Dr. Csaky: In a disciform scar, I look for any degree of subretinal fluid or intraretinal fluid. You might not get them back to 20/40, but you can increase some of their ambulatory vision and may get to 20/80 even if they have significant fluid. If there is a dry disciform scar, I may try a single injection but I am much less optimistic. If there is fluid over a scar, some patients may benefit from the anti-VEGF medications.
Dr. Brown: I always try that, and it almost never works and patients cannot tell a difference between the two eyes.
Dr. Csaky: But patients always want to feel like everything was done.
Dr. Heier: I will give an injection and ask them for feedback. If patients cannot recognize a change, I see little point in continuing. There are some who notice or report a benefit, albeit a small benefit. Whether it is real or not is difficult to accurately ascertain, but even if it is subjective, I believe the emotional benefit can be helpful for patients who are already prone to depression.
Dr. Boyer: I think it is very hard to stop treatment knowing that if the patient comes back with a hemorrhage, he usually cannot regain his vision. A major hemorrhage is the kiss of death with this disease, so I tend to follow these patients forever. But we have to look at the whole patient and how they are functioning and try to avoid that major hemorrhage if their getaround eye is 20/400.

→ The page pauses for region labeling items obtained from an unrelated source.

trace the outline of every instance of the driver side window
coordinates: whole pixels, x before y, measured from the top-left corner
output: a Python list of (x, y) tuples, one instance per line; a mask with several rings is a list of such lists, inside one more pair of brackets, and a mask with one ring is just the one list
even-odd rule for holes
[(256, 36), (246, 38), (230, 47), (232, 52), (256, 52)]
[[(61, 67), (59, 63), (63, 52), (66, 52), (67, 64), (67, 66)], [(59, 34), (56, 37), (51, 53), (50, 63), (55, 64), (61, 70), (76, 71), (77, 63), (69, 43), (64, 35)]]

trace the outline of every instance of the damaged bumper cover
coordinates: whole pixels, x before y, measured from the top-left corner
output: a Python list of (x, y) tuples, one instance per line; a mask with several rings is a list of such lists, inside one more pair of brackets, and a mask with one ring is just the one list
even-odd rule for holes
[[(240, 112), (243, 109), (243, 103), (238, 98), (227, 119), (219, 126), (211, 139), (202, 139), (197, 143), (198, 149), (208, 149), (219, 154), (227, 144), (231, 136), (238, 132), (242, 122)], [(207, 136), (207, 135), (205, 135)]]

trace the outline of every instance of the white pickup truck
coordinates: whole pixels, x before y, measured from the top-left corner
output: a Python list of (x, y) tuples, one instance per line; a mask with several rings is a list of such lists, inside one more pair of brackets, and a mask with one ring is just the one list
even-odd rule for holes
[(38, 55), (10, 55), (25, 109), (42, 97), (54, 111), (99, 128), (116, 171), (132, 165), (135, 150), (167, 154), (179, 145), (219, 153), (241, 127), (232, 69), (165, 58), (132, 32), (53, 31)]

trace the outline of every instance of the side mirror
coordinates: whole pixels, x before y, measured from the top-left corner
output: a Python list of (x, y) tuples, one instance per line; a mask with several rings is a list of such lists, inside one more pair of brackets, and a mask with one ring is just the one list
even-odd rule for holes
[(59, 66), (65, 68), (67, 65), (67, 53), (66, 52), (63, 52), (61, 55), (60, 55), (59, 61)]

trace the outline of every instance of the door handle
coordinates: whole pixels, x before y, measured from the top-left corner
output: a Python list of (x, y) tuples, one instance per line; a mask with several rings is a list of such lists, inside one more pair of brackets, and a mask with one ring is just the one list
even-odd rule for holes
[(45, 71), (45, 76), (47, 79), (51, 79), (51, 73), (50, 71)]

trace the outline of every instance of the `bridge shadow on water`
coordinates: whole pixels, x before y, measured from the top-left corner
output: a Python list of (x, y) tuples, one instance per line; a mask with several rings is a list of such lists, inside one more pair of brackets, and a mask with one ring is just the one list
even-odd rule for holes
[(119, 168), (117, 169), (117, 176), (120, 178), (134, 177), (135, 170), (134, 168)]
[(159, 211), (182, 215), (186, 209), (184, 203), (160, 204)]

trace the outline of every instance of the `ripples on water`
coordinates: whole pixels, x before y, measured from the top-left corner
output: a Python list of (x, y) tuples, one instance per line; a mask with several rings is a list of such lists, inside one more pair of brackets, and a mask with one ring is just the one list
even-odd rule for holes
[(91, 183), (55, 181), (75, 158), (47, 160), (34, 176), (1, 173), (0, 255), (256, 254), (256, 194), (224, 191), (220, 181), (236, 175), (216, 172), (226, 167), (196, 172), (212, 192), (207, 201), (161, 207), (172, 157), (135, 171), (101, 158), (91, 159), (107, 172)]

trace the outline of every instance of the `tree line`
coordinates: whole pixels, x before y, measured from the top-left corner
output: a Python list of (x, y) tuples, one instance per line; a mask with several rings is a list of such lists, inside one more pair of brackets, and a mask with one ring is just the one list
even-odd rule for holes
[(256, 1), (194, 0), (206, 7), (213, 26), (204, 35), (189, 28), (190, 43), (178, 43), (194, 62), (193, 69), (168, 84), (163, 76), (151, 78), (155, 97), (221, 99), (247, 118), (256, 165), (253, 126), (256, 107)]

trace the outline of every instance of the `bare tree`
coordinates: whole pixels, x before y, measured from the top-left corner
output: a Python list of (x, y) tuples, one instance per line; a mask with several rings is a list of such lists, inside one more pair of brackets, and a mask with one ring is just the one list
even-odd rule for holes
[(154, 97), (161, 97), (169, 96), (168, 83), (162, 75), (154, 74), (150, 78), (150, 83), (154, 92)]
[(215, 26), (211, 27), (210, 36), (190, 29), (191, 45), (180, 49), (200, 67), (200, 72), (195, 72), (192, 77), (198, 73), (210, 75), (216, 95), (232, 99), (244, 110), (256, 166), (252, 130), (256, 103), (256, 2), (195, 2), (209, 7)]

Dr. Csaky: You have to consider the visual response as well. If the retina is dry but they are at 20/200 you are going to be in a holding pattern to keep things stable. There will be a good number of patients who have an anatomic response but no visual improvement. ✦
1. Gasperini JL, Fawzi AA, Khondkaryan A, Lam L, Chong LP, Eliott D, Walsh AC, Hwang J, Sadda SR. Bevacizumab and ranibizumab tachyphylaxis in the treatment of choroidal neovascularisation. Br J Ophthalmol. 2012 Jan;96:14-20. Epub 2011 Jul 26.